OPINION:
Ever the huckster, rarely the statesman, President Obama continued the pitch for the spending schemes he presented Tuesday night in his State of the Union speech. On Wednesday, he began a road trip to take him to carefully assembled fawning crowds in Maryland, Pennsylvania, Tennessee and Wisconsin. Mr. Obama will reiterate how he intends to go around Congress whenever it suits him.
Congressional Republicans, perhaps even including the aisle-crossing moderates he’s counted on to push some of his more egregious measures in the past, are rightly concerned. “We’re not just going to sit here and let the president trample all over us,” warned House Speaker John A. Boehner. “I have to remind him we do have a Constitution. … And if he tries to ignore this, he’s going to run into a brick wall.”
Mr. Obama says he’ll climb over the wall to check off the items on his economic to-do list, basically a reconstituted version of every tax-and-spend Democratic agenda since Jimmy Carter’s days of malaise. It’s about “strengthening the middle class,” he says, with barely an acknowledgment of the Constitution, which sets out that a bill doesn’t become law without the approval of Congress.
That includes the House, even if most of the members are Republicans, as well as the Senate with its friendly majority of Democrats.
“I’m happy to work with all of you,” he said Tuesday night, “but America does not stand still, and neither will I. So wherever and whenever I can take steps without legislation to expand opportunity for more American families, that’s what I’m going to do.” Democratic members of Congress jumped to their feet to applaud a president whose goal is to render them irrelevant.
“I’ve got a pen,” Mr. Obama said last week, “and I’ve got a phone.” The pen would be used to sign executive orders; the telephone to coordinate with special-interest groups to pressure Congress to support measures he can’t yet impose unilaterally. It calls to mind the cavalier observation of one of President Clinton’s top advisers, about executive orders. “Stroke of the pen,” said Paul Begala, “law of the land. Kinda cool.”
The White House now requires federal contractors pay a minimum wage of $10.10 an hour, a clever way to spin the debate so that it’s not about federal contractors being paid too much, but about not being paid enough.
The cash for this generosity comes from the pockets of taxpayers, who have no say. It’s easy for Mr. Obama to be so cavalier with other people’s money.
Far more expensive will be the executive fiats in the works at the Environmental Protection Agency. Mr. Obama’s zealous clerks hope to impose onerous regulations in the name of ending the scourge of carbon dioxide.
Carbon dioxide is, among other things, what everyone exhales, but when the molecules escape a power plant they’re noxious and evil. (How do the molecules know?) Mr.
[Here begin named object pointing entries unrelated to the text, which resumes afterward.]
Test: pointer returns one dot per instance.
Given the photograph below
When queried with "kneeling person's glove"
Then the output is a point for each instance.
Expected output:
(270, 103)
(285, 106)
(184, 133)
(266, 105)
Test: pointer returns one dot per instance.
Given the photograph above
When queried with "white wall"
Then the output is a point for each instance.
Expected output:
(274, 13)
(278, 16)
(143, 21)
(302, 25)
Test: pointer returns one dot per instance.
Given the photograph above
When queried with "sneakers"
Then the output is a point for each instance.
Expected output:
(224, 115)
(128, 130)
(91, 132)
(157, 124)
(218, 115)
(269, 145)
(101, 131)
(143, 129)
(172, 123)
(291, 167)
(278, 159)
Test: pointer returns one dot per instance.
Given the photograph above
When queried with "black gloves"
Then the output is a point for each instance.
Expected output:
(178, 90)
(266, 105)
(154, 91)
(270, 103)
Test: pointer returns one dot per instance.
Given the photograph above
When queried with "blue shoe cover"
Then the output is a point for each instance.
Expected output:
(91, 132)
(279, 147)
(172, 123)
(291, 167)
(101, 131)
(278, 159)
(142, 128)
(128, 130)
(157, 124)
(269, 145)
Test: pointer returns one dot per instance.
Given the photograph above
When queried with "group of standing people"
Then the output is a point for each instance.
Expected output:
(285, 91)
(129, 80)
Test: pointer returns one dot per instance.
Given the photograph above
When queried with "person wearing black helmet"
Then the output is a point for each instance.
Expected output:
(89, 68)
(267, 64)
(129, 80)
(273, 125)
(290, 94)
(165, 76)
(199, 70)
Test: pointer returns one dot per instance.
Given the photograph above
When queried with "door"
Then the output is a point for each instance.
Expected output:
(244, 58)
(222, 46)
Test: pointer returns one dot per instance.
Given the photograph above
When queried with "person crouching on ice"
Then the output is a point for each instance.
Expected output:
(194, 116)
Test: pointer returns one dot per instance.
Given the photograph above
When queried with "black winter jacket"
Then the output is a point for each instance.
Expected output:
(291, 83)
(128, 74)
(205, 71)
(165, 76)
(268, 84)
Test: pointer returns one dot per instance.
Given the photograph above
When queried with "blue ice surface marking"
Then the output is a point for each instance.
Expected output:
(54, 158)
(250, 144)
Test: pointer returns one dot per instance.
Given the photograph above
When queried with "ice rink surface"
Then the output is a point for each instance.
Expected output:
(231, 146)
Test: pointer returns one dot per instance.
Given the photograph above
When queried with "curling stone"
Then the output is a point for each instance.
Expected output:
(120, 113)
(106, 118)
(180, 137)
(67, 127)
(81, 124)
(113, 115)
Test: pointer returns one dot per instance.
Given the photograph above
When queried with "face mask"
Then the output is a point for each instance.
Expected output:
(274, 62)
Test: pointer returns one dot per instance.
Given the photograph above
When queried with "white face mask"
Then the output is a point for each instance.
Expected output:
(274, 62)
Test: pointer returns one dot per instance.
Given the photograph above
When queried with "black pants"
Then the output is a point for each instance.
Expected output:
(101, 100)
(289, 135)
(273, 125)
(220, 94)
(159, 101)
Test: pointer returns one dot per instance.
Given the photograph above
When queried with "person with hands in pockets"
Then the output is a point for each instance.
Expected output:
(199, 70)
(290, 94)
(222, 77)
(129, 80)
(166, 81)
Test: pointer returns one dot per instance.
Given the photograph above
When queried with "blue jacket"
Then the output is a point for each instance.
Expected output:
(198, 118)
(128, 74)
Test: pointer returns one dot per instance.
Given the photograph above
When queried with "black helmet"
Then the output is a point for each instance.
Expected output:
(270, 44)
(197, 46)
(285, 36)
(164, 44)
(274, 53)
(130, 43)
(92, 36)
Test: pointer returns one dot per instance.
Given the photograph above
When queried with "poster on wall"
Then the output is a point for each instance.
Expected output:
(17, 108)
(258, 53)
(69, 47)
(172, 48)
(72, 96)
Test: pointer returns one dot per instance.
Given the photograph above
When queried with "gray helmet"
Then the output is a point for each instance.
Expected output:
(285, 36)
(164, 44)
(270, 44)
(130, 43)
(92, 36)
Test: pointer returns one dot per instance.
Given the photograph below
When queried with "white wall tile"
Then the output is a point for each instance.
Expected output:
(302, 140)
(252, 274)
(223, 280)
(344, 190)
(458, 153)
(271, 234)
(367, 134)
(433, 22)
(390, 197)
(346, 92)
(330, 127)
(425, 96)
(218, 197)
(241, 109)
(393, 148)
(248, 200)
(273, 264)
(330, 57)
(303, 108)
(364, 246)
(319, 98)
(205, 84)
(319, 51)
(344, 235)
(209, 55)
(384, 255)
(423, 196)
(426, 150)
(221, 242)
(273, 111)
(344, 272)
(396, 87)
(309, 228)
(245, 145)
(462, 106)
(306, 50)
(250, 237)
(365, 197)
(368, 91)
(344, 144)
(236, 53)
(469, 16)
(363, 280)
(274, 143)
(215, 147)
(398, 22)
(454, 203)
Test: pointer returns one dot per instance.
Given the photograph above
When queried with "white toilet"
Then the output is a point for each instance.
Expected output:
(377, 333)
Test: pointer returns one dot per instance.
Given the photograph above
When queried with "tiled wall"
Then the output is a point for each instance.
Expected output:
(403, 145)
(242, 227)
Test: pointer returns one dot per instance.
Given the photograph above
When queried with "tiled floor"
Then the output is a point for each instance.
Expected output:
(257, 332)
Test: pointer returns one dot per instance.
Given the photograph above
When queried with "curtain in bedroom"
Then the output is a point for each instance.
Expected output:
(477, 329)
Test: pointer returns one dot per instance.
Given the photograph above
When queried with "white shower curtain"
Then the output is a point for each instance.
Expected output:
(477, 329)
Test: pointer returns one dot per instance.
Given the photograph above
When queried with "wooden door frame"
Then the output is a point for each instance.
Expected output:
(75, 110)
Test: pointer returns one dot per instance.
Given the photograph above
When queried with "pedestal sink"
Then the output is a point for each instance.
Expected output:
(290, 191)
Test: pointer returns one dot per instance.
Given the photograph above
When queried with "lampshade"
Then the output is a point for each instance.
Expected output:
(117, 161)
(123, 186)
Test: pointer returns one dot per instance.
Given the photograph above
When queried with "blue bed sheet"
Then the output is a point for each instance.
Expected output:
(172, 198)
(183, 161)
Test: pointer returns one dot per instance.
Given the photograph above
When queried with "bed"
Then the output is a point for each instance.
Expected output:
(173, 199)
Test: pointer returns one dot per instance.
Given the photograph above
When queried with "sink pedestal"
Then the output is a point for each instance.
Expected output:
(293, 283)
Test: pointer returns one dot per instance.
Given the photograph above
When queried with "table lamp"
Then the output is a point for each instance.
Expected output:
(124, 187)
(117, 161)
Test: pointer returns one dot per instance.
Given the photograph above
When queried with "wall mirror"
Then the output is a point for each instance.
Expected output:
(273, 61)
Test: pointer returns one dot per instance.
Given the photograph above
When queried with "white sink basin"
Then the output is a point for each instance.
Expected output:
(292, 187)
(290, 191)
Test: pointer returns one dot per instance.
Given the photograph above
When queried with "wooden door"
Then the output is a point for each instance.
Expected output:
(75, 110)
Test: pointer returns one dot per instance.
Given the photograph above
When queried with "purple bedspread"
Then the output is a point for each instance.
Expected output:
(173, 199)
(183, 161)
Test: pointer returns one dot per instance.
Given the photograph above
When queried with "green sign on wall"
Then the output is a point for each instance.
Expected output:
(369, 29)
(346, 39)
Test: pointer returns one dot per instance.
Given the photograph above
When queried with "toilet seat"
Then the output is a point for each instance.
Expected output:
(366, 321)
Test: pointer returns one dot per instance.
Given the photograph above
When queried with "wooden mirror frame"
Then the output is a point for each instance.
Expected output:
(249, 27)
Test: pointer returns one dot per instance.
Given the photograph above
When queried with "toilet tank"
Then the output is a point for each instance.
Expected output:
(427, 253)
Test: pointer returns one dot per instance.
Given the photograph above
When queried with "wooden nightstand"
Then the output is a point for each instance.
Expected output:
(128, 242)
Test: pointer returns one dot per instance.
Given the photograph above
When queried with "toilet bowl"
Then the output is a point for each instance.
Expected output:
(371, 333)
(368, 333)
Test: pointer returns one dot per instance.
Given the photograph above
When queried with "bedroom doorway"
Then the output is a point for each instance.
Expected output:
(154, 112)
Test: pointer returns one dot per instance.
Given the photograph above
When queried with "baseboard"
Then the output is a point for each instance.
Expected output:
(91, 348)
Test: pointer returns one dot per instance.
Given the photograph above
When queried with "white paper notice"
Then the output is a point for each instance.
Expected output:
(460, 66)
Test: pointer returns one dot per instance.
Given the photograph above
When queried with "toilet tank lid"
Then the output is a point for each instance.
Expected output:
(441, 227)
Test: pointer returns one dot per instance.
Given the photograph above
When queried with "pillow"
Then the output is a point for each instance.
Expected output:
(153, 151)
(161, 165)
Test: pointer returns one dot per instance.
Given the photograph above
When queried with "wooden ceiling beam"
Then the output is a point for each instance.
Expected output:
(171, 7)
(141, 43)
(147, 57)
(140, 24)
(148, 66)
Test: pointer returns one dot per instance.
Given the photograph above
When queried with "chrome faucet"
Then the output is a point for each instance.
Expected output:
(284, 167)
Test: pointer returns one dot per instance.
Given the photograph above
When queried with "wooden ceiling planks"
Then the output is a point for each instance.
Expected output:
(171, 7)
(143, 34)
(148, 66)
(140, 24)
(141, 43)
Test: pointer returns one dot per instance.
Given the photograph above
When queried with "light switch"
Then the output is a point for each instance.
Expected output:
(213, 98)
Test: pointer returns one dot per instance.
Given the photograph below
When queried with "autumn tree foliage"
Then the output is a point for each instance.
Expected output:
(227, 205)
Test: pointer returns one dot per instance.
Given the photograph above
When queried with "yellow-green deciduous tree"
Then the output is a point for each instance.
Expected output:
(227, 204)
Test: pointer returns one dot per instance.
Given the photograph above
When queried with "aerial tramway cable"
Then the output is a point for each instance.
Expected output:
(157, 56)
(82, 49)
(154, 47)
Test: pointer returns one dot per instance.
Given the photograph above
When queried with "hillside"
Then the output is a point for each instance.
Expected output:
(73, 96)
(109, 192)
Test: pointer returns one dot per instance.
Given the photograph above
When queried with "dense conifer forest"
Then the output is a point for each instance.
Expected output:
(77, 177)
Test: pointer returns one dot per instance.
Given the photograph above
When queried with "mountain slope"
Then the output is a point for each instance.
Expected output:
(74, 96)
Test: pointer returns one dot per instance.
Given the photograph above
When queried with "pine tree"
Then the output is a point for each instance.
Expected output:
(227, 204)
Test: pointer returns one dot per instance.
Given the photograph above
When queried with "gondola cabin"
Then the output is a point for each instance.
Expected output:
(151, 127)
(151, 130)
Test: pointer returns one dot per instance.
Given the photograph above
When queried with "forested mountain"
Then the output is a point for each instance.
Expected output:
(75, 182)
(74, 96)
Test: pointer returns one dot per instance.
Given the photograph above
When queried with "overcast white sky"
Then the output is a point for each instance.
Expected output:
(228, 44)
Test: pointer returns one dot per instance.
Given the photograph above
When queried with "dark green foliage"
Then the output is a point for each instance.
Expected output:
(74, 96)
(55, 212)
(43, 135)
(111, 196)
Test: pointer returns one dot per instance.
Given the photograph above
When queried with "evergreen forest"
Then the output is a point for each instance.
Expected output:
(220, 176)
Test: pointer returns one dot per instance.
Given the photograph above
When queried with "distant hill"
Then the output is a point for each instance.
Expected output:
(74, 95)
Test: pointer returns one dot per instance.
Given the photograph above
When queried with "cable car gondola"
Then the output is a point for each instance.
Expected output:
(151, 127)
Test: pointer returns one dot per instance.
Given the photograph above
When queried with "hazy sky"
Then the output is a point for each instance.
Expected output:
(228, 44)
Obama will kill jobs and send electricity rates to the stratosphere to reduce something otherwise essential to life on the planet.
It only makes sense if you don’t think about it, which should be the mantra for his “year of action.”
He must sidestep Congress to get a legacy other than Obamacare, which he understands is poison. He must do something — anything — about job-approval numbers like those in a Wall Street Journal/NBC News poll Tuesday that found 68 percent of Americans think they’re not better off than when Mr. Obama became president, and 63 percent who say the country is on the wrong track. Those are numbers that can’t be changed with a phone and a pen.